Providing some monetary or other incentive to study participants helps with enrollment and retention. Similarly, I wondered if paying our physician colleagues for their involvement with the Take a Deep Breath Study study mattered. When we asked them about compensation, we heard a resounding, “not necessary, I did so little.” Yet, if the burden of participation was extensive, they endorsed reducing clinical expectations as compensation to their participation.
From the perspective of a senior faculty leader and the department director of faculty development, it was obvious that something special was evolving. We had a physician faculty member willing to reach out, not for assistance, but in a learner role. From my perspective this was not a client-consultant, apprentice-master, mentor-mentee or student-teacher relationship. This model brought together two accomplished professionals, one with a clinical question and the other with skills to design a way to answer the question, but the relationship would be teacher-teacher. The physician would learn research design and the researcher would learn how to interact with the delivery of health care and the clinical milieu.—Mike Hosokawa
Another aspect of research I learned was the importance of frequent communication with study team members. This process reminded me of our morning huddle,4 where we developed plans for the day. Our research huddle often took the form of emails. Did my physician colleagues want to be part of this research communication? They preferred not to get emails or updates on our study to avoid cluttering their already overflowing inboxes. However, they valued having a summary of the study results upon project completion.
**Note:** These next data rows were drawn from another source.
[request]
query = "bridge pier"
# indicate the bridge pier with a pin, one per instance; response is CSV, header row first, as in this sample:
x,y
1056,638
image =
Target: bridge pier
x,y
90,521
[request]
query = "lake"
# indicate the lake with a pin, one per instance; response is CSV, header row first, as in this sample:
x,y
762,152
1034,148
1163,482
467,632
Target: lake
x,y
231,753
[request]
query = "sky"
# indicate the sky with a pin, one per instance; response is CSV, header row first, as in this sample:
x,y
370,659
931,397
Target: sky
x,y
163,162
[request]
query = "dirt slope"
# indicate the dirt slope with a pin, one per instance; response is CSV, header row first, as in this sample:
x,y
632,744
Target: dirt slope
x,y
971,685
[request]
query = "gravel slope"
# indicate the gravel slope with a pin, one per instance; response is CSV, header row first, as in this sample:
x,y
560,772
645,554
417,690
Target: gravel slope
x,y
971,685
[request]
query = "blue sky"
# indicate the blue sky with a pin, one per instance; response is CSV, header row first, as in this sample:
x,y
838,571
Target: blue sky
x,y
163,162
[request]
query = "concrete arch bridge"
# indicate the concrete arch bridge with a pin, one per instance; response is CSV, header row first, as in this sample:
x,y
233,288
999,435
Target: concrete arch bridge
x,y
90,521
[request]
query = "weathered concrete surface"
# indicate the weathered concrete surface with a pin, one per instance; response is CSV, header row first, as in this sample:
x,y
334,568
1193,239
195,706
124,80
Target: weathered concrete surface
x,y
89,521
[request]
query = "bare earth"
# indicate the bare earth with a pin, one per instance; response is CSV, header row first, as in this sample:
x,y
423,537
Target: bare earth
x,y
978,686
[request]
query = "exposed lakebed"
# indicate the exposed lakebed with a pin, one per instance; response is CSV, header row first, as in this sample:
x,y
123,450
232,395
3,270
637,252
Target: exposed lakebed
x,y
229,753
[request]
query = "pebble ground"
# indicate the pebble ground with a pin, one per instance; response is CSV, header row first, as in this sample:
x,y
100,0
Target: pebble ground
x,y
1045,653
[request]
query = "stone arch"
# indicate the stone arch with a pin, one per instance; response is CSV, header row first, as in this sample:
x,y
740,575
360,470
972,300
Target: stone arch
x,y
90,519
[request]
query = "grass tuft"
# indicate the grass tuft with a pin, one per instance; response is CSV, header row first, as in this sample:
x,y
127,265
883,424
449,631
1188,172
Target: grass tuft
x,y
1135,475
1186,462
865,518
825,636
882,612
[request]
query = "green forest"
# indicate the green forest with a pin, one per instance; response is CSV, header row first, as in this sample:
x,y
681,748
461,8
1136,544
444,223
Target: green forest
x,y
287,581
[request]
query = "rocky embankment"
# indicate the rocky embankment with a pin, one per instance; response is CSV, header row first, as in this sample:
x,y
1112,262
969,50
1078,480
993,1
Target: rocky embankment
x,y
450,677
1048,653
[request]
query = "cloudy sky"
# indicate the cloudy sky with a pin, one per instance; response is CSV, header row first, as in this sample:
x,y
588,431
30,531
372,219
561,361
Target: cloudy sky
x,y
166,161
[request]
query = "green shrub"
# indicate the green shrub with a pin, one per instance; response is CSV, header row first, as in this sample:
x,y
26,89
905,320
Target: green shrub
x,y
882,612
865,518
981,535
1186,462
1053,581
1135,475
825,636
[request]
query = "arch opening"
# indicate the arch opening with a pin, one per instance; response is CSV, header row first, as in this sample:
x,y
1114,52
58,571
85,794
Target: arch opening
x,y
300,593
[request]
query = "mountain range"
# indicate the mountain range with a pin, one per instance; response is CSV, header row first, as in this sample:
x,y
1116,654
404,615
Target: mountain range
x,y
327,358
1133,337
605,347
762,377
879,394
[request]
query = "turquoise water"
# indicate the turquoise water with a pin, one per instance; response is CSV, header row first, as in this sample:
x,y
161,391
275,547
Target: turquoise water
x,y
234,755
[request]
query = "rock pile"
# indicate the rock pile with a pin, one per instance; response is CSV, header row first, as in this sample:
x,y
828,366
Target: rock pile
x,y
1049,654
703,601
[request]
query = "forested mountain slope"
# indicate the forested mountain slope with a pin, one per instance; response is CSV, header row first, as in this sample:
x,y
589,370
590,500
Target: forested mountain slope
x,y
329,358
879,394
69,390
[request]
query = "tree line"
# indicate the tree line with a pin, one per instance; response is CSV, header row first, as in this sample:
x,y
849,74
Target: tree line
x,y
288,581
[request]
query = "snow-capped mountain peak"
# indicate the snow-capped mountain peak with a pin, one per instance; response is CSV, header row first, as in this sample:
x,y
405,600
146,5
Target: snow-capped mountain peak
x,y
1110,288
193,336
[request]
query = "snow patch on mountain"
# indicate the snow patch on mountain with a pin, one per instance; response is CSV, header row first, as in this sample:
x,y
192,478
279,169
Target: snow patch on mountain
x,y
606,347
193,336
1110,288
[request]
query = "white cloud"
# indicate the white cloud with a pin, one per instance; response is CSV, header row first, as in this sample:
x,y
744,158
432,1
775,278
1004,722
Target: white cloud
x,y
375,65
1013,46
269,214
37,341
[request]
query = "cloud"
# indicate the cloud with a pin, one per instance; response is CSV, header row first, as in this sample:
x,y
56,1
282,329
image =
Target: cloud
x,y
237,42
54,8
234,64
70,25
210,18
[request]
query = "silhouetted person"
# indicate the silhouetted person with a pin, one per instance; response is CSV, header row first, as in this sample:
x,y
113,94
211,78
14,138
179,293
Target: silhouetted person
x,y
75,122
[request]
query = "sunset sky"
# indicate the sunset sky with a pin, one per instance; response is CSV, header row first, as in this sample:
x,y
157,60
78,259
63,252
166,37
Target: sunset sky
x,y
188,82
My journey from clinician/educator to clinician/educator/researcher has been gratifying. Publishing study results,5-7 giving a talk at grand rounds, and presenting at the Society of Teachers in Family Medicine’s 2018 Annual Spring Conference further motivated me to continue on this journey. However, in the current environment where physicians are measured for their productivity, I hope a metric is developed to credit clinicians who engage in all levels of research. With this system, my colleagues would be able to join me in feeling a sense of accomplishment and gratification. I love my family medicine department, where regardless of job title, we make time to share thoughts and support each other. I had crossed over the fence, learned from an outstanding mentor, and I now feel I am on the path to becoming a more rounded academic physician ready for the next research project with support from my department.